There was no immediate response from the Tigray rebels, although the group last month had said they were ready to participate in AU-mediated peace talks.
Ethiopia's government has accepted an African Union invitation to hold peace talks with Tigrayan rebels over a month after intense fighting erupted in the country's north, shattering a March truce.
The government "accepted this invitation which is in line with our principled position regarding the peaceful resolution of the conflict and the need to have talks without preconditions," Prime Minister Abiy Ahmed's national security adviser Redwan Hussein tweeted on Wednesday.
The Government Communication Service said in a statement that the AU had set "both the date and the venue" for the talks but did not elaborate.
There was no immediate response from the Tigray People's Liberation Front (TPLF) to the announcement, which comes more than a month after intense fighting resumed in northern Ethiopia, dimming hopes of ending the nearly two-year war.
The deepening conflict has raised international alarm, with the United States this week announcing that its special envoy to the region, Mike Hammer, would be making his second visit to Ethiopia in as many months to seek a halt to the fighting.
The latest upsurge has also drawn Eritrean troops back onto the battlefield in support of Ethiopia's federal and regional forces, which are fighting the TPLF on multiple fronts in the country's north.

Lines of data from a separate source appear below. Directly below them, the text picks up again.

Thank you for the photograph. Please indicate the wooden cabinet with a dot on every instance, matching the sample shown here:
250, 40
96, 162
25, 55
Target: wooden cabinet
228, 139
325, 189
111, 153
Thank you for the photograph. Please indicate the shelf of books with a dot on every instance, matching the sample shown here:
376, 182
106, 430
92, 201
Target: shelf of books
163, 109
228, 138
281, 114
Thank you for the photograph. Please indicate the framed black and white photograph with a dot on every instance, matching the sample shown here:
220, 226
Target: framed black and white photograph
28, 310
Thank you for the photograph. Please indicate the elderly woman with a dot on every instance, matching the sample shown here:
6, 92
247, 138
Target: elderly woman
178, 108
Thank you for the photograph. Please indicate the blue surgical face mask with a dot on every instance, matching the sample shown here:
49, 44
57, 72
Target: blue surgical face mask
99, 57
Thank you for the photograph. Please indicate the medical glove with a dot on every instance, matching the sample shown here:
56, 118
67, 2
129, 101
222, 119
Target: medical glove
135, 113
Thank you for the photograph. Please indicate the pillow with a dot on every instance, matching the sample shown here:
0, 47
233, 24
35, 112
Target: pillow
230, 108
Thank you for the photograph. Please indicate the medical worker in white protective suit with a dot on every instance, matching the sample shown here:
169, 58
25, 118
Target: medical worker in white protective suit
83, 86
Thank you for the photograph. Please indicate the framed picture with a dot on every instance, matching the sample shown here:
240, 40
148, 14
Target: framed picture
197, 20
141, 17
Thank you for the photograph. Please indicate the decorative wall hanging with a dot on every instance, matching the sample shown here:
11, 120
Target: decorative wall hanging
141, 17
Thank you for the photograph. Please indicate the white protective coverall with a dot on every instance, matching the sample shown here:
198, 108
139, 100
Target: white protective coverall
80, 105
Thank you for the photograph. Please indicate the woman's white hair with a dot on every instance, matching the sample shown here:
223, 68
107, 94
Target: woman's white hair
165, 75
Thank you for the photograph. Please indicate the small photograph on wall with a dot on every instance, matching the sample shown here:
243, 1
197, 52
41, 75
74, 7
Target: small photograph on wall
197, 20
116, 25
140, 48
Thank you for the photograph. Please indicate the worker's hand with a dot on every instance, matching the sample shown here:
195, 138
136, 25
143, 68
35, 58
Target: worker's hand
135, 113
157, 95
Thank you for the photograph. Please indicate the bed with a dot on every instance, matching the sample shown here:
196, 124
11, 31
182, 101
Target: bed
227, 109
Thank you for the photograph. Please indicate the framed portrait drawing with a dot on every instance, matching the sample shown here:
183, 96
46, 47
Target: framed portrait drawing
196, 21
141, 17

Tigrayan authorities said last month they were ready to participate in talks mediated by the African Union, removing an obstacle to negotiations with the government in Addis Ababa.
But fighting has only escalated in the weeks since.
The war, which erupted in November 2020, has claimed untold lives and triggered a massive humanitarian crisis, and all sides to the conflict have been accused of grave abuses against civilians.